In the case of Russell 2000 index fund ETFs, they aim to hold the same investments as the index.
ETFs are managed professionally and have costs and expense ratios like mutual funds.
These costs plus slight timing differences result in returns that won’t exactly match the Russell 2000 index. That said, a low-cost ETF is well worth the cost of not having to purchase and track the 2,000 companies held in the Russell 2000 index yourself.
Due to how ETFs operate, the expense ratios and tax impacts of owning an ETF are usually lower than a mutual fund. This, along with the availability to trade throughout the day, make ETFs a more attractive option for many investors.
Examples of Russell 2000 Index ETFs include:
- Vanguard Russell 2000 ETF (VTWO)
- iShares Russell 2000 ETF (IWM)
Pick Your Brokerage Carefully
Depending on your brokerage, your choice of investments may vary--you may not be able to invest in a mutual fund or ETF that tracks the Russell 2000 index closely.
Clearly, you'd want to go with a brokerage that offers such investment options.
And, if you're going to be putting money into a fund on a regular basis, you must also consider any ongoing commission fees or trading costs to buy shares of that fund.
Those are just some of the factors to think about when choosing a brokerage.
How the Russell 2000 Compares to a Total Stock Market Fund
The Russell 2000 index focuses on small-cap stocks while total stock market funds typically try to capture the entire U.S. stock market.
This means the total stock market funds include the returns of the largest companies in the country while the Russell 2000 does not. This can and historically has resulted in different returns between the two indexes.
Whether the Russell 2000 or total stock market fund performs better depends on the given time period.
Over the past 3-, 5-, and 10-year periods, the Vanguard Total Stock Market ETF (VTI) has higher average annual returns than the iShares Russell 2000 ETF (IWM).
However, IWM has outpaced the returns of VTI by over 17% over the past year.

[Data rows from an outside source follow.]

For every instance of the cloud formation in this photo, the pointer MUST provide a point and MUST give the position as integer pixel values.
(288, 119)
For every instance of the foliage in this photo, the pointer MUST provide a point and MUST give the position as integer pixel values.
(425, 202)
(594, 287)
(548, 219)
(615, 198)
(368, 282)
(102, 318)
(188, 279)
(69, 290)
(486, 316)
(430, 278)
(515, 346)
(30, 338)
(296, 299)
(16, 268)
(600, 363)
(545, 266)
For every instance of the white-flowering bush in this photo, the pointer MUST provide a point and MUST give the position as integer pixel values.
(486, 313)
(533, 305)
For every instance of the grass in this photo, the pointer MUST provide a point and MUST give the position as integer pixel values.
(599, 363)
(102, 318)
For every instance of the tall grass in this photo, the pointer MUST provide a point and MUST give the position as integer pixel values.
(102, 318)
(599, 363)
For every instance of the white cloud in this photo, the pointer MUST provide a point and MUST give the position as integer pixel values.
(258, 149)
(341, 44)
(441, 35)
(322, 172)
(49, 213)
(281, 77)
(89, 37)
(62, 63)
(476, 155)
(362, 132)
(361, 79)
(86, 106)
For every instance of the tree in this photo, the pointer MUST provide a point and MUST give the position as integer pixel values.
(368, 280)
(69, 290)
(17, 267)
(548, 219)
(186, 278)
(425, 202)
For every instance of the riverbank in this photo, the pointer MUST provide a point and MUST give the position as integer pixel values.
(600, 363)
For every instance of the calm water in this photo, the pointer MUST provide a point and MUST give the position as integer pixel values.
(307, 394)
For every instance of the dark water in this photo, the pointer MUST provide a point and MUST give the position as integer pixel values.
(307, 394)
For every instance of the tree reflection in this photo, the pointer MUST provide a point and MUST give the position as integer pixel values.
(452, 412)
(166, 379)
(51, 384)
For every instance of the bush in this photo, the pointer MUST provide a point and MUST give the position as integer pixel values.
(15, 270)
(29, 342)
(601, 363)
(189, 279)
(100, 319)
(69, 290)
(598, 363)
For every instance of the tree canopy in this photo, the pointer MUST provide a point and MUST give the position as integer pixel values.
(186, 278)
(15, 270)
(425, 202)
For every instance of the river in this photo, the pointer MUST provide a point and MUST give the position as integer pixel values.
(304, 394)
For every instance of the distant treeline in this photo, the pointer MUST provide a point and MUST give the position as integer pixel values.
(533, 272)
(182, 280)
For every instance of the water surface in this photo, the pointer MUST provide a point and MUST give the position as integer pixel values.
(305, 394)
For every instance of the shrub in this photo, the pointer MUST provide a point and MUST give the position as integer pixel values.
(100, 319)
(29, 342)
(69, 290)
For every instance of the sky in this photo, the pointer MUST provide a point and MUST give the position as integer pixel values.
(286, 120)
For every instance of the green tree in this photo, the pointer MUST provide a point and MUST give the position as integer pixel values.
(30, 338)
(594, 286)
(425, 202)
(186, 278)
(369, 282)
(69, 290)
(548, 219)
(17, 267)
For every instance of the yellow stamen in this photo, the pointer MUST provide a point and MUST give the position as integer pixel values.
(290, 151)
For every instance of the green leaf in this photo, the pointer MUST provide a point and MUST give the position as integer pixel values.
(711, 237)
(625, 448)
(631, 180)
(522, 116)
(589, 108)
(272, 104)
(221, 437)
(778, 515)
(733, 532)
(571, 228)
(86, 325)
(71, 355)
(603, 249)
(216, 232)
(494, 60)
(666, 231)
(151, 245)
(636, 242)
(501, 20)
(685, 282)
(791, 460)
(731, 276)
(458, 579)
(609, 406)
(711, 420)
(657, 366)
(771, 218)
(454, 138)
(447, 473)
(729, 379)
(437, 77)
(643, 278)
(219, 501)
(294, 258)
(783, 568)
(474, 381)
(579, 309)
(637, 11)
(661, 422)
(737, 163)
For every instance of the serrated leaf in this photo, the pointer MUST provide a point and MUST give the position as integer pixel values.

Returns quoted in this section are as of September 28, 2021.
Consult an Expert
If you’re unsure if investing in a Russell 2000 fund is the right move for you, you may want to consult an expert.
A fiduciary fee-only financial advisor is likely your best bet.
These advisors must give you advice in your best interests.
While you have to pay them for their time, they don’t accept commissions that could influence their advice.
A fiduciary fee-only financial advisor can look at your entire financial picture.
Then, they can recommend if a Russell 2000 fund could help you meet your investing goals.
If not, they may be able to suggest another path of action or alternative investments that may work better for you.